Aujourd’hui ancré dans la culture populaire, le mot « tatouage » semble moderne. Pourtant, son étymologie nous fait voyager à travers les océans et le temps, jusqu’aux confins du Pacifique Sud. L’histoire de ce terme est un exemple fascinant de la manière dont une pratique millénaire a été redécouverte et nommée par l’Occident.
L’écho du Pacifique : Le Tatau originel
Bien avant que le mot n’existe en Europe, les peuples de Polynésie pratiquaient déjà cet art depuis des siècles. L’origine du terme est purement onomatopéique, elle imite un son.
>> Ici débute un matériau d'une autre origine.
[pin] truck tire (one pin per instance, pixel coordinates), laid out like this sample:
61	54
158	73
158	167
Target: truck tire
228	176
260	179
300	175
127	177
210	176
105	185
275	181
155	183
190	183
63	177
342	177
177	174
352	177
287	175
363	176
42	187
En tahitien et en samoan, le mot « tatau » désigne l’action de frapper.
Ce terme provient de la racine ta, qui signifie « frapper » ou « dessiner », répétée deux fois pour évoquer le bruit régulier et rythmé du petit peigne en os ou en écaille de tortue que l’on percutait à l’aide d’un maillet en bois pour insérer l’encre sous la peau : « ta-ta-ta ».
Au-delà du son, le tatau revêtait une importance sociale et spirituelle cruciale. Il racontait l’histoire d’un individu, son rang, sa lignée et ses exploits territoriaux.
Le voyage linguistique de James Cook
La rencontre entre l’Occident et cet art corporel s’est faite par la mer. En 1769, l’explorateur britannique Captain James Cook jette l’ancre à Tahiti lors de son premier voyage d’exploration scientifique.
Fasciné par les marques sombres arborées par les insulaires, Cook consigne ses observations dans son journal de bord. Faute de terme équivalent dans sa propre langue, il tente de transcrire phonétiquement ce qu’il entend. Il écrit alors le mot tattow (qui donnera plus tard tattoo en anglais).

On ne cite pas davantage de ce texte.